Maurice: Mr. Hickory, your views are a little extreme. Plus, I don't believe there are theme parks in Alabama.
John: Then they should stop commin' down my way and build Redneck Land or whatever. D#mn redneck hicks ain't got no class! My views ain't extreme, mister, they're common sense, and what a lot of people would say if they had the guts. If you let people immigrate here from all over the so-called "United States", guess what? There's no more room! We'll be piled on top of each other like they are in Australia. What we're going to do soon is build a river... A river of freedom. A river of hope. A river which runs from coast to coast that cuts us off from the 47 states of wastrels and bad influcences to the north. We are going to cut Florida off from the mainland of our oppressors and float out to sea. Then, the nation of Florida will be free to start over. There're be no long-a## lines at the Long Flume or Pirate Ship ride when I take over! You and the kids will be able to ride the rides all day! We will have a rollercoaster for each and every Florida family!
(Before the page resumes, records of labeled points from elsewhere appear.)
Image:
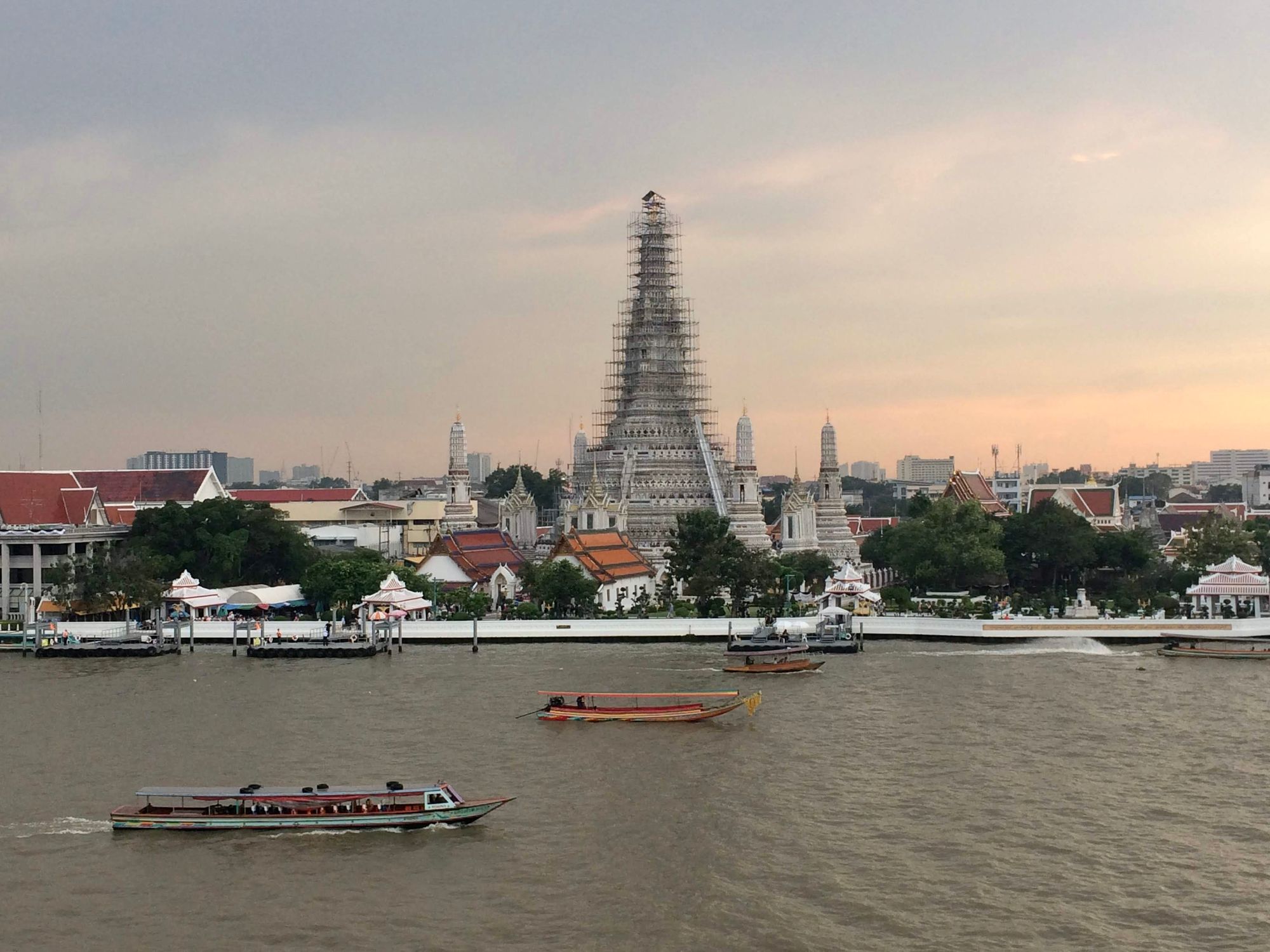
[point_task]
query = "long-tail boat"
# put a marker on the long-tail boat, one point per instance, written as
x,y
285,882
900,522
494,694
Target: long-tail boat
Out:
x,y
779,662
1208,649
664,708
256,808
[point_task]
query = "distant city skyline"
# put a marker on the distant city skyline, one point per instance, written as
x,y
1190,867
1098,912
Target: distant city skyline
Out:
x,y
953,225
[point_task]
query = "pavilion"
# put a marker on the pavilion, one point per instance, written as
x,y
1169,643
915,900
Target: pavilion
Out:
x,y
1234,585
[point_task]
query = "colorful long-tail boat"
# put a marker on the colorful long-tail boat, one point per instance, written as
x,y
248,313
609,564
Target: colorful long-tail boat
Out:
x,y
594,706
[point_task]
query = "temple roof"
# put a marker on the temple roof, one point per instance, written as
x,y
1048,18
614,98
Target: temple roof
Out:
x,y
479,553
971,487
608,555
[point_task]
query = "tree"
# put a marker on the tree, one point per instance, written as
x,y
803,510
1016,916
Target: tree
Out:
x,y
111,581
705,557
344,579
1048,548
1225,493
544,489
223,543
953,546
561,587
1215,540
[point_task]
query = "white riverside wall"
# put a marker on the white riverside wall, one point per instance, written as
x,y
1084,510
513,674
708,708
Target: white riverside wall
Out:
x,y
717,629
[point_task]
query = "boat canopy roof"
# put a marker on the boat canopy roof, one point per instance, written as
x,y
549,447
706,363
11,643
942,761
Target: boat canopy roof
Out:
x,y
290,793
665,694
Maurice: You know, you're bordering on treason. What you are saying is a very naughty thing, and only because here on Pressing Issues do we believe so whole-heartedly in "free speech" are we allowing it.
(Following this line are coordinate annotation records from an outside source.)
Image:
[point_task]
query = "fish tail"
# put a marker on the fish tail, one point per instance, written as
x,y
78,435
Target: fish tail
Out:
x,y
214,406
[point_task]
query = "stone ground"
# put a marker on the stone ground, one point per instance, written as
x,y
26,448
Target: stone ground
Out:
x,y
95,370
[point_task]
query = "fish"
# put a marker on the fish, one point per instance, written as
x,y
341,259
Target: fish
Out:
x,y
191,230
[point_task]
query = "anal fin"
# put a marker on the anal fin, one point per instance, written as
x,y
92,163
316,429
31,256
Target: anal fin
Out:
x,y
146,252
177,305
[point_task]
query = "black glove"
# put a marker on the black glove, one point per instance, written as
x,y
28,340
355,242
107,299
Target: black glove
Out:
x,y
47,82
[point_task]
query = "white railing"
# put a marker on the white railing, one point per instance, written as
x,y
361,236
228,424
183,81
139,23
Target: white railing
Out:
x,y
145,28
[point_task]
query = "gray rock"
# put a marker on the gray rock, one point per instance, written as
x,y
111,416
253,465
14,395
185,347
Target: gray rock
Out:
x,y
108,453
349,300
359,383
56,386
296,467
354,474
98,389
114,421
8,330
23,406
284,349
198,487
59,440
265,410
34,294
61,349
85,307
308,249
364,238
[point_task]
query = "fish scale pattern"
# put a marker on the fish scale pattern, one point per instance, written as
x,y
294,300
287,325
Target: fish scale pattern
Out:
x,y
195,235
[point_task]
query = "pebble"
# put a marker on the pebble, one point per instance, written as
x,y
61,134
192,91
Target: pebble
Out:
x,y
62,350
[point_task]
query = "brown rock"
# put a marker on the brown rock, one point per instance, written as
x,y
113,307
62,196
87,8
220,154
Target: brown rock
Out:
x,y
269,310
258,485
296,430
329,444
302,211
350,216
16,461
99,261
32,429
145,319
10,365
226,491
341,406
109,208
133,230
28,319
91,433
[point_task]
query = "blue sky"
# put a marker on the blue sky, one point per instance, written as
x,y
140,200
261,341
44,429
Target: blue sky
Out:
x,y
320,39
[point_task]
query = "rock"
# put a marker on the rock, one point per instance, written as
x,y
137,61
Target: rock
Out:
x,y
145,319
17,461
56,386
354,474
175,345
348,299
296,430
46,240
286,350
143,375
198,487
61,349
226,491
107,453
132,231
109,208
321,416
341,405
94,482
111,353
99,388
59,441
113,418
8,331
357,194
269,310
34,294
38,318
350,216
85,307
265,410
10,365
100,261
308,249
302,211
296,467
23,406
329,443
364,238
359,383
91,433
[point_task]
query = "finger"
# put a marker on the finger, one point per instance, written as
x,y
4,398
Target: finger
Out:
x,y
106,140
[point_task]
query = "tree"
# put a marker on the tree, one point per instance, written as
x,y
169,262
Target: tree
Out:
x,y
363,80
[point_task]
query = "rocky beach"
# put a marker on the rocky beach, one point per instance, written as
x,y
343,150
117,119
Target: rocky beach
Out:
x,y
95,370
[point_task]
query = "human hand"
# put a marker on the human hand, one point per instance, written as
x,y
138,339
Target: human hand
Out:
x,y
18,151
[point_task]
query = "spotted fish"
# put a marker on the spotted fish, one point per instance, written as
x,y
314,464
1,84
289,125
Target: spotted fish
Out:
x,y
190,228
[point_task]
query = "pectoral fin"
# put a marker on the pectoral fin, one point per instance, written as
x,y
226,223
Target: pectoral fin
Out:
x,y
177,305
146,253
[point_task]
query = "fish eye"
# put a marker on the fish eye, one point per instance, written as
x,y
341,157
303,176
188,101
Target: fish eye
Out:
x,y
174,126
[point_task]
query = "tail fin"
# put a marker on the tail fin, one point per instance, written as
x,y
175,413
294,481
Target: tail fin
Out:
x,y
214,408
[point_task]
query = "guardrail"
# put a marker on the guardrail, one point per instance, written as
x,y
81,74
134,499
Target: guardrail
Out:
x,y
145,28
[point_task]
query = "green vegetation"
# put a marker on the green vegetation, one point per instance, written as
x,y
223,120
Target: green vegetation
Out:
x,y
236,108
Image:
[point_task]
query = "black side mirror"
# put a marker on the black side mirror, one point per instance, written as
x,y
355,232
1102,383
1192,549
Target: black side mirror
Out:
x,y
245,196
John: It's the truth, my friend, the d#mn truth, and before you start I am not a racist. I hate everybody irrelevant of other issues, but I especially hate yankees! By which I mean anyone from Georgia or further north. Build your own theme parks, buy your own sun, grow your own d#mn mosquito-infested swamp, pal! We're going to build ourselves a river! FBI, CI- I don't give a d#mn! They can't stop us. You, Shrub! You yellow-bellied, tie-wearing, bribe-takin' hypocrit! What have you done for Vice City up there in Washington?